Many of the principles are centered around our feelings towards others and how interdependent we are towards each other. In one of the most haunting exercises "Begin With the End in Mind," Covey advises the Reader to imagine they are at their own funeral and they are hearing speeches from a friend, family member, co-worker, and community member. The Reader is supposed to visualize what kind of person that the speakers will describe. It is a wake-up call so the Reader can live their lives in the most meaningful way possible.

Another exercise Covey suggests to compare the different centers of our lives: spouses, family, work, friends, and most importantly their principles. Covey suggests living accordineg to principles creates a self-respecting,  knowledgeable, and proactive individual who can show effective leadership.

Effective Leadership is different from Management, Covey writes. Management is putting together the workplace, arranging schedules, heading meetings, and making the products. Leadership is more internal relating to how people work together, whether they are in a business or a family. The habits include listening and understanding before giving an opinion or offering advice or visualizing outcomes that benefit all involved. They also involve working together in synergy and doing further things like writing, studying, and communicating with others to continue to be effective people.

Stephen Covey's book tells us how we can be better leaders, workers, and people. Those are some good habits to get into.

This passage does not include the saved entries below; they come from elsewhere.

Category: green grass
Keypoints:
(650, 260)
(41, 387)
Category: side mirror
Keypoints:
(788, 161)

Honorable Mention: How to Win Friends and Influence People by Dale Carnegie, The Power of Positive Thinking by Norman Vincent Peale, To Be and How To Be: Transforming Your Life Through Sacred Theatre by Peggy Rubin, Awareness: Exploring, Experimenting, Experiencing by John O. Stevens, Who Are you? 101 Ways of Seeing Yourself by Malcolm Godwin, The Seven Spiritual Laws of Success by Deepak Chopra, When I Say No, I Feel Guilty by. Manuel Smith, Key to Yourself by Dr. Venice Bloodworth, Learning to Love Yourself by Gay Hendricks, Co-Dependant No More by Melody Battle, What Color is Your Parachute by Richard N. Bolles, Men Are From Mars, Women Are From Venus by John Gray, The Life Changing Magic of Tidying Up by Marie Kondo, Chicken Soup for the Soul by Jack Canfield, Simple Abundance: A Day Book of Comfort and Joy by Sarah Ban Breathnach, You've Got to Read This Book: 55 People Discuss the Books That Changed Their Lives Edited by Jack Canfield and Gay Hendricks.